Discrepancy between `Reverse` and `ReverseDouble` when using flag `+ffi`
julmb opened this issue · comments
I am running into some very strange behavior with Reverse
and ReverseDouble
. I have found the following example:
import qualified Numeric.AD.Mode.Reverse as R
import qualified Numeric.AD.Mode.Reverse.Double as RD
f :: Fractional a => a -> a
f x = 0.0001 * (sum xs + 1) ^ 2 where
xs = take 4000 $ map (x *) $ cycle [1, 2]
main :: IO ()
main = do
print $ R.diff f (0 :: Double)
print $ RD.diff f (0 :: Double)
When run normally, this gives the following output:
1.1999999999999222
1.1999999999999222
That is, the results of Reverse
and ReverseDouble
match.
However, when the ad
package is built using the +ffi
flag, I get the following output:
1.1999999999999222
0.5855999999999899
Mathematically, the function is equivalent to x -> 3600x² + 1.2x + 0.0001
with derivative x -> 7200x + 1.2
. Thus, the result of Reverse
is close enough, but ReverseDouble
with +ffi
is way off. In my actual project, the effect was more subtle than in this example, but large enough that an optimization algorithm no longer found the optimum.

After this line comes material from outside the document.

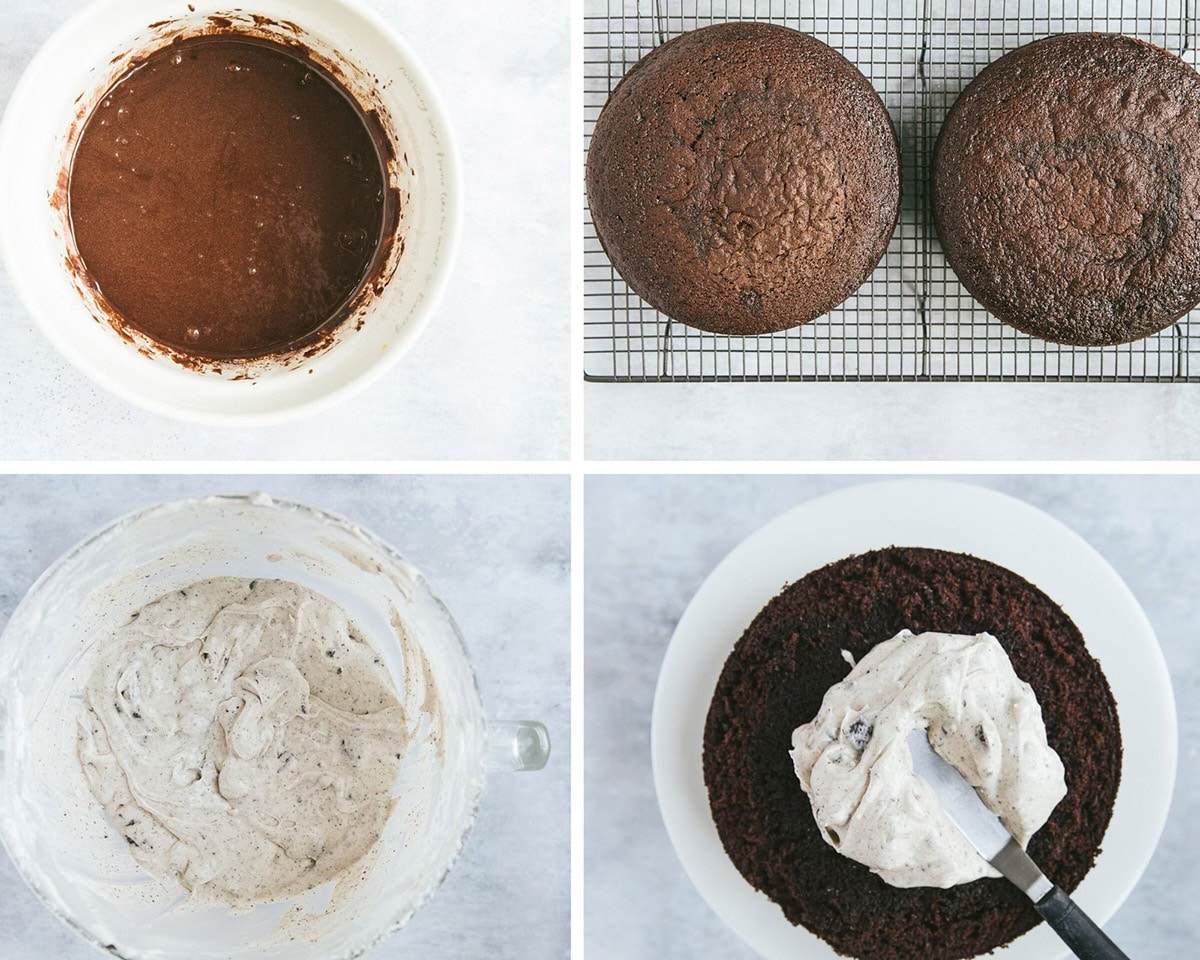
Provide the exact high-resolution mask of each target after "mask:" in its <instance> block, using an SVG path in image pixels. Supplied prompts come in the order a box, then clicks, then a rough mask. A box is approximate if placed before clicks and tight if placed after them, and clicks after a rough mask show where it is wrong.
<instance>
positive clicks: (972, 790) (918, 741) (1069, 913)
mask: <svg viewBox="0 0 1200 960" xmlns="http://www.w3.org/2000/svg"><path fill="white" fill-rule="evenodd" d="M908 751H910V752H911V754H912V768H913V770H916V773H917V774H919V775H920V776H923V778H924V779H925V782H928V784H929V786H930V787H931V788H932V791H934V794H935V796H936V797H937V799H938V802H940V803H941V804H942V809H943V810H944V811H946V814H947V816H949V818H950V822H952V823H954V826H955V827H958V828H959V830H960V832H961V833H962V835H964V836H965V838H966V839H967V840H968V841H970V844H971V846H973V847H974V848H976V850H977V851H978V852H979V856H980V857H983V858H984V859H985V860H988V863H990V864H991V865H992V866H995V868H996V869H997V870H998V871H1000V872H1001V874H1003V875H1004V876H1006V877H1008V880H1010V881H1012V882H1013V883H1015V884H1016V886H1018V887H1020V888H1021V890H1024V892H1025V894H1026V896H1028V898H1030V900H1032V901H1033V907H1034V908H1036V910H1037V911H1038V913H1040V914H1042V917H1043V918H1044V919H1045V922H1046V923H1048V924H1050V926H1052V928H1054V930H1055V932H1056V934H1058V936H1060V937H1062V940H1063V942H1064V943H1066V944H1067V946H1068V947H1070V949H1072V950H1074V952H1075V955H1076V956H1079V958H1080V960H1129V958H1128V956H1126V954H1123V953H1122V952H1121V949H1120V948H1118V947H1117V946H1116V944H1115V943H1114V942H1112V941H1111V940H1109V938H1108V936H1105V934H1104V931H1103V930H1100V928H1099V926H1097V925H1096V924H1094V923H1093V922H1092V919H1091V918H1090V917H1088V916H1087V914H1086V913H1084V911H1081V910H1080V908H1079V907H1078V906H1076V905H1075V902H1074V901H1073V900H1072V899H1070V898H1069V896H1068V895H1067V894H1066V893H1063V892H1062V890H1061V889H1060V888H1058V887H1056V886H1055V884H1054V883H1051V882H1050V881H1049V880H1046V877H1045V875H1044V874H1043V872H1042V871H1040V870H1039V869H1038V866H1037V864H1034V863H1033V860H1032V859H1030V856H1028V854H1027V853H1026V852H1025V851H1024V850H1021V845H1020V844H1018V842H1016V840H1014V839H1013V835H1012V834H1010V833H1009V832H1008V829H1007V828H1006V827H1004V824H1003V823H1001V822H1000V817H997V816H996V815H995V814H994V812H991V810H989V809H988V806H986V805H985V804H984V802H983V800H980V799H979V794H978V793H976V790H974V787H973V786H971V785H970V784H968V782H967V781H966V780H965V779H962V774H961V773H959V770H958V768H955V767H954V766H953V764H950V763H947V762H946V761H944V760H942V757H940V756H938V755H937V754H936V752H935V751H934V748H932V745H931V744H930V743H929V734H928V732H926V731H925V730H922V728H917V730H913V731H912V732H910V733H908Z"/></svg>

The result of ReverseDouble
using +ffi
seems fairly sensitive to the number supplied to take
in the example.
I am using ad-4.5
and ghc-8.10.7
.
I did some more research into this today. This issue seems to only appear when the +ffi
tape consists of multiple blocks. Since the first block is initialized generously to have 4096 entries, the problem only becomes apparent if the function being differentiated consists of many operations (hence the contrived take/map/cycle
example). By changing the size of the initial block to 1
, I was able to reproduce the issue with functions as simple as x -> (x + 1) ^ 2
.
ad/src/Numeric/AD/Internal/Reverse/Double.hs
Line 102 in 5f8a908
After some more poking around, it seems to be an issue with this block of code:
Lines 82 to 109 in 5f8a908
The variable idx
is decremented at the beginning of the loop in line 88. This is compensated for in line 82, before the start of the outer loop, but not for subsequent passes of the outer loop. Replacing line 107 with idx += pTape->offset + 1;
has fixed all the issues that I have observed.
However, I am neither conceptually familiar with the reverse AD tape, nor with this implementation in particular, so I am not confident that this is in fact correct. It would be nice if someone familiar with the code could have a look at this suggestion.
As an aside, while troubleshooting this issue, I have also noticed that the +ffi
tape uses different variable indices than the Cell
-based implementation in Haskell. However, this seems to not cause any issues, so maybe they are different but both internally consistent indexing schemes. Not sure if this is worth looking into.
Good catch. @sofusmortensen, perhaps you have some insight into this issue?
Fixed in #99.